This panic is due to the marketer’s current reliance on cookies to do their job.
“It’s not just about delivering ads. It’s about how do I control frequency? How do I measure success?” Simpson said. “The technology has grown so much over the years to really give marketers the ability to deliver personalized advertising [and] good content to consumers and be able to monitor it and control it so that it’s not too intrusive.”
Publishers are the sites where that content or those advertisements are placed. And it’s the category in which Guenther and News Corp. fall. His more pragmatic view of the changes matches what Simpson sees from her publisher contacts.
“It’s more of a ‘Yes! We’re taking back control, and we’re going to stop the data leakage. We’re going to get the value back for our inventory,’” Simpson said.
Both responses are valid. But to be successful the two sides have to work toward a common vision, according to Simpson.
“If it’s not managed, it’s going to be like ships passing in the night,” she said. “The critical piece is that they have to come together. They have to get closer … so that they can talk to each other and understand what’s the value exchange happening between marketers and publishers.”
This reflects on the broader changes happening in the global economy as businesses adopt digital practices. Sharing valuable proprietary data seems antithetical to traditional practices. Yet, by pooling resources, companies can gain more accurate insights from technologies such as artificial intelligence and machine learning.
Six steps for marketers to take right now
Practical advice comes from Xiao, who described six concrete ways in which marketers can prepare for the cookie-less future. Briefly, these steps are:
- Gather intel on current campaigns and analyze across a cookie-free environment.

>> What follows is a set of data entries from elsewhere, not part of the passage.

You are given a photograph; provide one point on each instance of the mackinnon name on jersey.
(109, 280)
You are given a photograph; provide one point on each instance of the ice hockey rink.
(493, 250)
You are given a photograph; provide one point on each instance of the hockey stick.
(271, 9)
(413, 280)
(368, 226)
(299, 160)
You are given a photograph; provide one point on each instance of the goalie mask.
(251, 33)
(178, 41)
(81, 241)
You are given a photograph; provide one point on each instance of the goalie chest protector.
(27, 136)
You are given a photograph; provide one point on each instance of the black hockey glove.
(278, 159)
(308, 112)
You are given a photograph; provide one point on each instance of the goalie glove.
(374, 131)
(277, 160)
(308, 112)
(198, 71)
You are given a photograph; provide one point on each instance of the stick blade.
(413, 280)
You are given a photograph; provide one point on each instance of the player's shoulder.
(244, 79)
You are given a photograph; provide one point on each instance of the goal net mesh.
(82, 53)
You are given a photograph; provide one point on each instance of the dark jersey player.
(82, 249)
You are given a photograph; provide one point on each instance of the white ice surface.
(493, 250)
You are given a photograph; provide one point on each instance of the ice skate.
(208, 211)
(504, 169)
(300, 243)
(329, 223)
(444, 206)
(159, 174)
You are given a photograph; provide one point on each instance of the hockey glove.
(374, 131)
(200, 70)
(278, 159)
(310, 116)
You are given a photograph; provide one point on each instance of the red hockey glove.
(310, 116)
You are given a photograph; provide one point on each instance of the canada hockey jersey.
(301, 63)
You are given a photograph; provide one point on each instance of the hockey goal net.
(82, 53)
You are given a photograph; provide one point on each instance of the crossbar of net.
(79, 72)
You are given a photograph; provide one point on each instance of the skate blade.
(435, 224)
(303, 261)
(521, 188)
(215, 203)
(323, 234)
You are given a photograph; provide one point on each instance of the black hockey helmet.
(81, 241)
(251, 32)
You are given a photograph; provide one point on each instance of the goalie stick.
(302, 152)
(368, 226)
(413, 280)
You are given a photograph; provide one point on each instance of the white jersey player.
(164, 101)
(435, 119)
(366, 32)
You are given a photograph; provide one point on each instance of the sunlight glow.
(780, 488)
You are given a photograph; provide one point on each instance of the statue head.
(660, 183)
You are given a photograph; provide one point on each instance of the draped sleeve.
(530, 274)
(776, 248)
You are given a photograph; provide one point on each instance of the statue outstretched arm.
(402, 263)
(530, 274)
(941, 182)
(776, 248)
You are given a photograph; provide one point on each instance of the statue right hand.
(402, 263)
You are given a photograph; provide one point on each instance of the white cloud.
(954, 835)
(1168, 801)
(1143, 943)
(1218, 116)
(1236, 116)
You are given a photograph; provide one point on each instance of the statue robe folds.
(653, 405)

- Look at geo-targeting strategies.
- Look at contextual, which by itself is already cookie-free.
- Work with publishers based on historical data to try to recreate past best strategies.
- Think about how to access and develop the first-party data.
- Inform prospecting by dedicating test budget to start gaining learnings about cookie-less.
An obvious, but overlooked, place to start is with Safari and Firefox, according to Xiao.
“They have been cookie-less for quite some time. So you can start here and begin testing here. Work with your data scientist team to understand the right mixes to target and start exploring other channels outside of just programmatic cookies,” he said.
There’s no right answer
“The one certain answer is there definitely is not just one solution,” Guenther said. “As we all know right now, there seem to be endless solutions … it’s enough to make everyone’s head spin.”
Other than their obvious goal of providing quality content, publishers need to ensure they are meeting the business needs of their clients so they meet their key performance indicators, according to Guenther. He gives three core pillars to do that: ease of access; scope of activation and targeting; and measurable results.
“It’s about publishers getting as close to the marketers as possible, working with the tech companies that enable them to do that, and doing so in a very privacy-centric way,” Simpson agreed.